Nenhum dos funcionários do Pentágono, porém, quis descartar a possibilidade de a guerra começar mesmo nesta quarta-feira.
Em 20 de setembro de 2001, em pronunciamento ao Congresso norte-americano, Bush deu um ultimato aos talibãs para que cooperassem imediatamente com os Estados Unidos e entregassem os líderes da rede terrorista Al Qaeda.
Os Estados Unidos, porém, só iniciaram a campanha militar contra o Afeganistão em 7 de outubro daquele ano.
Para os funcionários do Pentágono, a espera até que a guerra contra o Iraque comece deverá ser “muito curta” caso Bush opte por não invadir o país do Golfo Pérsico nesta quarta-feira à noite.
Ao longo desta quarta-feira, centenas de veículos militares seguiam para o norte do Kuwait, em direção à fronteira com o Iraque. Um trecho de quase 30 quilômetros da estrada local foi tomada por tanques, caminhões-tanque e outros veículos militares.
Na região norte do Iraque, controlada pelos curdos, uma fonte da União Patriótica do Curdistão disse que 28 soldados iraquianos desertaram. Outros três teriam sido mortos a tiros quando tentavam abandonar o Exército.
Tempestade de areia
Tempestades de areia, o inimigo do regimento de Infantaria norte-americano posicionado no Kuwait
O que parece preocupar as autoridades militares norte-americanas, neste momento, é o mau tempo no Kuwait, onde os cerca de 200 mil soldados têm que lidar diariamente com tempestades de areia.
Nesta quarta-feira, a poeira levantada pelos ventos reduziu a visibilidade a poucos metros, o que poderá afetar os planos dos Estados Unidos de invadir o Iraque por terra.
Os correspondentes da CNN que acompanham as tropas norte-americanas na região descreveram a tempestade como “violenta”, mas não tão forte como as da semana passada, que limitaram a visibilidade a apenas um metro.
A areia obriga os soldados a proteger olhos e gargantas, mas o maior receio dos militares é com o impacto sobre os equipamentos eletrônicos, bastante senvíveis, e os rotores dos helicópteros.
O mau tempo também poderia prejudicar as operações aéreas, uma vez que os alvos no Iraque ficariam encobertos pela areia.
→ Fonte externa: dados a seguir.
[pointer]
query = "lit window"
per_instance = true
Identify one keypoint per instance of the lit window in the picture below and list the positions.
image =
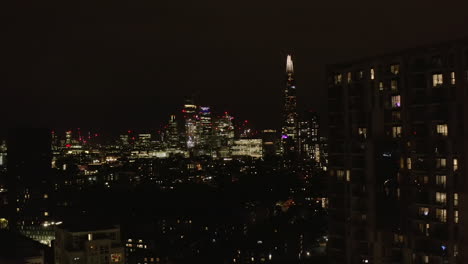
(396, 116)
(437, 79)
(423, 211)
(394, 85)
(395, 68)
(340, 174)
(441, 180)
(425, 259)
(441, 163)
(396, 101)
(362, 131)
(338, 78)
(441, 215)
(396, 131)
(116, 257)
(441, 198)
(397, 238)
(442, 129)
(424, 228)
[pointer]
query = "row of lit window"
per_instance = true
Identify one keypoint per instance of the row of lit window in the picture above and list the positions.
(394, 68)
(440, 163)
(441, 129)
(437, 78)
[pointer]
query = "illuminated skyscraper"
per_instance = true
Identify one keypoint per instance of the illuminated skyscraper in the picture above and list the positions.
(308, 138)
(397, 161)
(205, 126)
(289, 130)
(172, 133)
(224, 134)
(204, 131)
(190, 117)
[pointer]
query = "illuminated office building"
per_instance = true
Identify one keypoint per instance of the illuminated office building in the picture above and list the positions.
(289, 130)
(270, 142)
(205, 131)
(190, 118)
(172, 133)
(397, 156)
(87, 245)
(308, 137)
(247, 148)
(224, 135)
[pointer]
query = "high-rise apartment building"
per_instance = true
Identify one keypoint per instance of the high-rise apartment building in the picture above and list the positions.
(289, 130)
(224, 135)
(88, 245)
(190, 117)
(397, 155)
(172, 133)
(308, 137)
(204, 131)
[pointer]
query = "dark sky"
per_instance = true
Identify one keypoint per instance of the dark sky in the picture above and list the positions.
(116, 64)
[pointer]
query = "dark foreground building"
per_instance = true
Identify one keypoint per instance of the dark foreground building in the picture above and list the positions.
(397, 155)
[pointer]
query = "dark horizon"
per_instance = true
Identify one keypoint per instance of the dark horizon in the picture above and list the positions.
(92, 66)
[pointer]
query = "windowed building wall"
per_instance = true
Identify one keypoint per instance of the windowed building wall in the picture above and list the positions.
(396, 157)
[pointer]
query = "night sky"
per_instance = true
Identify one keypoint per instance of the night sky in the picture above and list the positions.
(114, 65)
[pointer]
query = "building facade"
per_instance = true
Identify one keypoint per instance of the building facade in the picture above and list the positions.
(289, 130)
(78, 245)
(397, 155)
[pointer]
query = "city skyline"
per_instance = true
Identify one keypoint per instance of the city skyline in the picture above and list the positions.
(164, 132)
(55, 63)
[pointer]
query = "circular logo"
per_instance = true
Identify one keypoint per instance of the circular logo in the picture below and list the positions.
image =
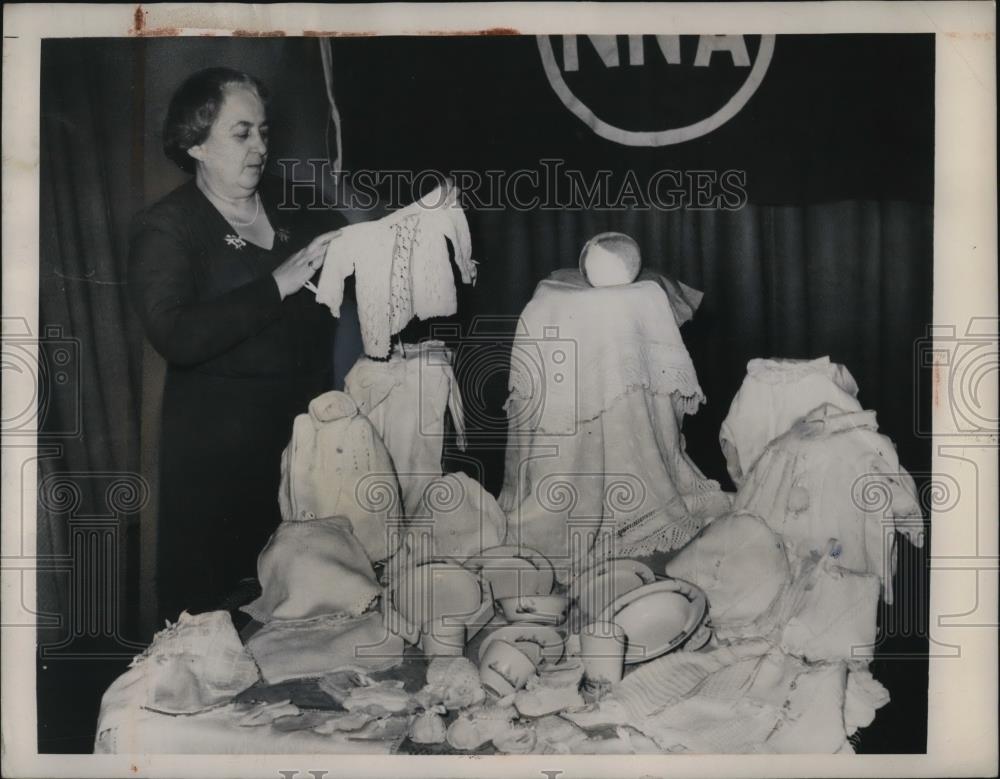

Chad Myers, meteorologista da CNN, estimou que os céus no Kwuati deverão limpar durante a madrugada, mas a previsão é de que a quinta-feira seja marcada por ventos ainda mais fortes.
O comandante da 101ª Divisão Aerotransportada do Exército dos Estados Unidos, general David Petraeus, admitiu ao correspondente da CNN Ryan Chilcote que as tempestades poderiam dificultar a missão norte-americana.
Petraeus observou, porém, que as forças iraquianas confrontarão o mesmo desafio.
“Até mesmo as atividades mais simples, com sair de um ponto para outro, podem ser desafiadoras”, analisou. “Será preciso usar GPS (Satélite de Posicionamento Global) e reduzir o ritmo”.
Diante da adversidade climática, Bush tem a opção de reforçar a pressão psicológica sobre o Iraque, em vez de atacá-lo diretamente, neste primeiro momento.
Nas últimas semanas, os Estados Unidos e a Grã-Bretanha intensificaram a atividade militar nas chamadas “zonas de exclusão aérea” sobre o sul e o norte do Iraque.
Com o prosseguimento destas incursões, funcionários da Casa Branca dizem ter sido informados por Bush sobre “ações preparatórias” dentro do Iraque – supostamente operações especiais visando a abrir caminho para rotas de ataque e alvos em potencial.